Baru-baru ini kita dikejutkan dengan akrobatik politik ekonomi ala Menteri Keuangan Sri Mulyani, draff rancangan undang-undang ketentuan umum dan tata cara perpajakan kembali memunculkan ketentuan yang mengejutkan masyarakat. Sebelumnya publik dikagetkan dengan adanya aturan mengenai pengampunan pajak dalam RUU itu. Padahal, tax amnesty baru empat tahun lalu dilaksanakan, dan tentu telah menghasilkan basis data yang memadai bagi analisis demi penegakan hukum. Misalnya dengan melakukan telaah terhadap para wajib pajak yang tidak mengikuti program tersebut. Kebijakan pengampunan pajak memuat aturan sanksi bagi yang tidak melaporkan kekayaan secara benar.
Penerapan aturan tersebut bisa dilakukan sebagai salah satu prioritas dalam upaya meningkatkan pendapatan negara. Selain soal tax amnesty, kontroversi muncul seputar kebijakan baru mengenai pajak pertambahan nilai (PPN) yang dicanangkan dalam draf RUU tersebut. Ada rencana menaikkan tarif PPN. Indonesia mengikuti sistem pertambahan nilai pada setiap rantai produksi dan rantai distribusi yang panjang. Dengan pola seperti itu, sebenarnya tidak sederhana untuk menyimpulkan tarif tunggal PPN di negeri ini yang sebesar sepuluh persen lebih rendah daripada ratarata di Asia dan dunia.
Meskipun tarif PPN hanya 10 persen, yang dibayarkan konsumen bisa lebih tinggi mengingat apa yang dibeli kemungkinan sudah terkena pajak secara beruntun. Tarif PPN rata-rata Asia sebesar 12 persen, sedangkan dunia 16 persen. Pertimbangan itu dikabarkan menjadi salah satu alasan pemerintah mengupayakan kenaikan penerimaan dari PPN Pemerintah memandang kenaikan pendapatan menjadi solusi di tengah tuntutan untuk mengurangi defisit APBN.

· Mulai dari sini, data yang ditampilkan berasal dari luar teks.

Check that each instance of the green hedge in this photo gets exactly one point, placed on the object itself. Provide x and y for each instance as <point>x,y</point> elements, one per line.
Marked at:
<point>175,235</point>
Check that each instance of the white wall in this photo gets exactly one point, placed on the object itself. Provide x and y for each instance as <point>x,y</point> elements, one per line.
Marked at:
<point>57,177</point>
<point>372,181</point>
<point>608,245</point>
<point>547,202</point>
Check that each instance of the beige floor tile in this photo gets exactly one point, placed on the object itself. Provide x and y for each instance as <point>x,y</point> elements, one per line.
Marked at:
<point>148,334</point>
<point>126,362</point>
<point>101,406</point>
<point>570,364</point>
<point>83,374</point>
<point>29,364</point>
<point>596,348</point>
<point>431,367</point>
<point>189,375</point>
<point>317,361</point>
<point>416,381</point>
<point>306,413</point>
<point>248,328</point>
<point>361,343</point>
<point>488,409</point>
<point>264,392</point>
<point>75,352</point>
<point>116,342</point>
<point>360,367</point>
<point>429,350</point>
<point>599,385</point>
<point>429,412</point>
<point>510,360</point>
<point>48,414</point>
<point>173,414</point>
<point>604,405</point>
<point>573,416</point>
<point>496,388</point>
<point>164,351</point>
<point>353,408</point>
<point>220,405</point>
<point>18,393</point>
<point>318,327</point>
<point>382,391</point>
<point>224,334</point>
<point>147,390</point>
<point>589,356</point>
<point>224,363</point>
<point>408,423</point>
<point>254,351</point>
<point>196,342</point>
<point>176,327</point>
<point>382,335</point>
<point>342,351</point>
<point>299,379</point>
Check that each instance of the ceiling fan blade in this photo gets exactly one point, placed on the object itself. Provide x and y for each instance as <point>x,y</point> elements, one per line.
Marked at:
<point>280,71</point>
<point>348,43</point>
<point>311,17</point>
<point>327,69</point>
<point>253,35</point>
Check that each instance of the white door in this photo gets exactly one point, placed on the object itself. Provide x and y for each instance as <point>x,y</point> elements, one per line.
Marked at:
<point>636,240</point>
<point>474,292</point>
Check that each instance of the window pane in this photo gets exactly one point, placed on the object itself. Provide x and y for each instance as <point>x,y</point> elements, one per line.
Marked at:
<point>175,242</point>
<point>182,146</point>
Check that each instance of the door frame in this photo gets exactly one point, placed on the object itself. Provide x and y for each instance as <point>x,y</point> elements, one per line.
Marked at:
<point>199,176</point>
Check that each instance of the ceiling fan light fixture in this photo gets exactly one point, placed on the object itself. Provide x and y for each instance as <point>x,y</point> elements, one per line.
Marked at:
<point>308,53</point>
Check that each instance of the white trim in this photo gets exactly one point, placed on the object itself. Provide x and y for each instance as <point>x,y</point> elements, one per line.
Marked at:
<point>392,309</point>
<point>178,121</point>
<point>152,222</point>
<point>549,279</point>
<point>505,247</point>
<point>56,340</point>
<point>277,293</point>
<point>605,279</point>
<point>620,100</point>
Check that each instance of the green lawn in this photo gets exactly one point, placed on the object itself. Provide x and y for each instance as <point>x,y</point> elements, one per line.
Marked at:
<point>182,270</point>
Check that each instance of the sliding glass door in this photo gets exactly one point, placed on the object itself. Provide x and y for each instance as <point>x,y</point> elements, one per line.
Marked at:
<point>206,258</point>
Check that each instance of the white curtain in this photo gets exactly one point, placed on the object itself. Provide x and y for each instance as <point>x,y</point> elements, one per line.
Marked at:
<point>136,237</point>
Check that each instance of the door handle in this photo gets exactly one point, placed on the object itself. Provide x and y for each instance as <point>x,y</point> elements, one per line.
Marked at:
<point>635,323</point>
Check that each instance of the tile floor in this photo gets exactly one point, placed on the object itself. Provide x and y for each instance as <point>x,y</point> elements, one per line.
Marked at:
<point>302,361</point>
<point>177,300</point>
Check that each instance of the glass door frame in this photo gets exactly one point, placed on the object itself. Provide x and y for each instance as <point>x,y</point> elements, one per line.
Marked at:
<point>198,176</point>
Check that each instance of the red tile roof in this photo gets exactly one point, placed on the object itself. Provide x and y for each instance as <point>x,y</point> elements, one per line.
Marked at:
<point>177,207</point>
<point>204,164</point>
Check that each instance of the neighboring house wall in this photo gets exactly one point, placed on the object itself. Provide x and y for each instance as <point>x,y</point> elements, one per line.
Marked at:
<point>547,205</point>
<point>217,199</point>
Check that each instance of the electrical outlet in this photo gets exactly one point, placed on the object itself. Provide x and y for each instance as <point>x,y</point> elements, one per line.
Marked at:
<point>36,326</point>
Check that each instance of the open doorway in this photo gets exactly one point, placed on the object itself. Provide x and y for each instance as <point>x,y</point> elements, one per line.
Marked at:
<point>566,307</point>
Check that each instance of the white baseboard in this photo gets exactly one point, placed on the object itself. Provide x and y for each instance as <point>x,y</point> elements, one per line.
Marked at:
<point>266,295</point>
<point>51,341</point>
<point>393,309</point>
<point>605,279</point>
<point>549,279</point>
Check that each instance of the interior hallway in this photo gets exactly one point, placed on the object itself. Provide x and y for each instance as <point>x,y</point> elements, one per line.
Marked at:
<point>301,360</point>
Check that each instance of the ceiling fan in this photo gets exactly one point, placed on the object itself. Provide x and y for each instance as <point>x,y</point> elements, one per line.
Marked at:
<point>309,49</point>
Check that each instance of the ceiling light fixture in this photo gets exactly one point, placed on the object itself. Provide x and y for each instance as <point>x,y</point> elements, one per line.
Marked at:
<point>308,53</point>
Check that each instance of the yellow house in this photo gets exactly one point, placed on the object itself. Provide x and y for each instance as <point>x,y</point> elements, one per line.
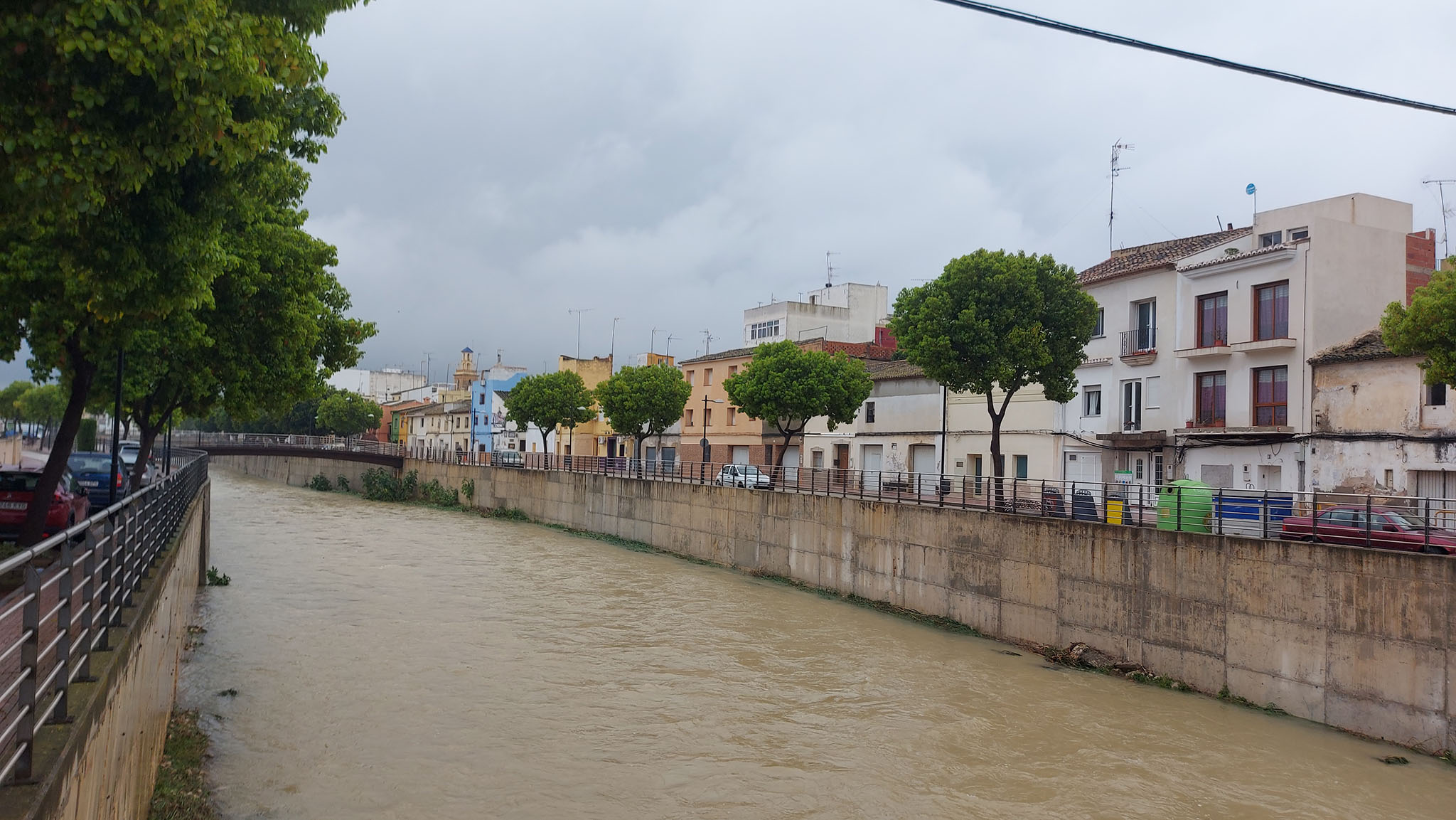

Kenaikan PPN direncanakan mulai tahun depan, yang merupakan tahun terakhir APBN diperbolehkan defisit melebihi tiga persen produk domestik bruto (PDB). Kondisi darurat karena bencana kesehatan berimplikasi pada keputusan mengubah defisit, dengan batas sampai 6,34 persen PDB, namun hanya sampai 2022. PPN relatif mudah dalam pengenaan dan pemungutannya, maka memproyeksikannya pun tak sulit. Karakteristik itu berimplikasi pada kebijakan menyandarkan PPN sebagai andalan utama penambahan penerimaan pemerintah. Namun, agresivitasnya memunculkan kontroversi karena akan mengakibatkan penambahan jenis barang dan jasa yang dibebani PPN.
Rencananya bahan pokok akan dikenai PPN, begitu pula jasa pendidikan. Bila ketentuan itu jadi dilaksanakan, maka lembaga pendidikan anak usia dini (PAUD) sampai perguruan tinggi, bahkan juga lembaga bimbingan belajar akan menjadi pemungut PPN. Dengan memungut PPN, lembaga pendidikan akan menambahkan jasa yang diberikan dengan hasil kali antara biaya jasa tersebut dengan tarif PPN yang nanti diputuskan pemerintah.
Di tengah pandemi yang belum jelas kapan akan berakhir, maka rencana kenaikan PPN seakan-akan mengabaikan sensitivitas masyarakat. Yang tergambar, keputusan tersebut akan menggerus daya beli masyarakat, karena otomatis akan menaikkan harga-harga barang dan jasa. Hasil akhirnya adalah pelemahan daya beli masyarakat, dan menolak kebijakan ini adalah pilihan terbijak***.
Penulis adalah Mahasiswa Pascasarjana, Magister Ilmu Politik FISIP USU Angkatan 2020.